Mas a questão permanece: como pode um pintor ver no contraste uma dificuldade intransponível? Todo pintor sabe que contrastes fáceis estão sempre à mão. Se o artista não os emprega é por um motivo que não é técnico, mas poético. Sua obra explora proximidades, vizinhanças. Isto vale para a cor, mas também para outros elementos de sua pintura. Seus quadros são habitados por uma grande variedade de tipos de pinceladas. Cuida, entretanto, para que as diferenças de direção, tônus e escala dessas não criem áreas dissociadas. Mas não é a homogeneidade aquilo que busca. Prefere mesmo contrastar do que homogeneizar, pois procura, ao contrário, o heterogêneo no semelhante. Tudo seria igual a tudo, seríamos todos uma só substância, não fosse a questão básica de que somos todos indivíduos, portanto todos semelhantes, mas, nessa semelhança, diferentes, por menor que seja a diferença. E é na menor diferença, parecem dizer suas obras, que está a grande diferença.
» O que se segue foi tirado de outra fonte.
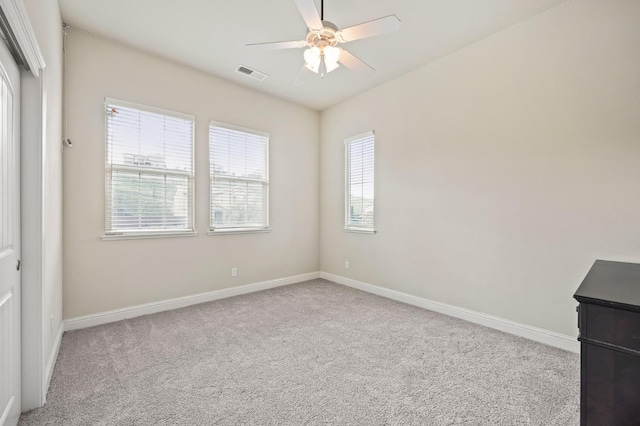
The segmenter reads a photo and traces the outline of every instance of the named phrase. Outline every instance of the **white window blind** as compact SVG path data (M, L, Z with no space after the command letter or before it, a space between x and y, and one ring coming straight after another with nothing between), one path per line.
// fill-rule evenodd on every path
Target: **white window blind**
M345 140L345 228L374 231L374 134Z
M269 135L227 124L209 127L211 231L269 227Z
M194 117L107 99L106 234L193 232Z

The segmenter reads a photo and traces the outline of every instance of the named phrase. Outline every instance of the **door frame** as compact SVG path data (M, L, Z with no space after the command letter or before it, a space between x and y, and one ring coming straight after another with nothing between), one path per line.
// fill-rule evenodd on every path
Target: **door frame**
M0 9L4 26L10 33L7 39L11 50L18 56L16 62L23 65L20 70L20 236L21 410L24 412L44 405L53 370L53 365L48 366L50 362L45 359L43 318L46 65L23 0L0 0Z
A singularidade de uma obra de Sérgio Sister não vem apenas das cores ou da fatura sutil que afeiçoa as diferenças, mas da luminosidade. E essa também não é homogênea. Suas obras vivem de acordo com o ambiente luminoso em que se encontram. A luz que refletem não apenas possibilita ver os matizes e os claros e escuros além da superfície do quadro, mas também o quanto se movimentam e tremulam aquém da tela. Não apenas mudam um ambiente, mas mantêm uma comunicação constante com seu entorno luminoso. Também as luzes, em Sérgio Sister, a configurada internamente à obra e a do ambiente, tecem conjuntamente pequenas diferenças.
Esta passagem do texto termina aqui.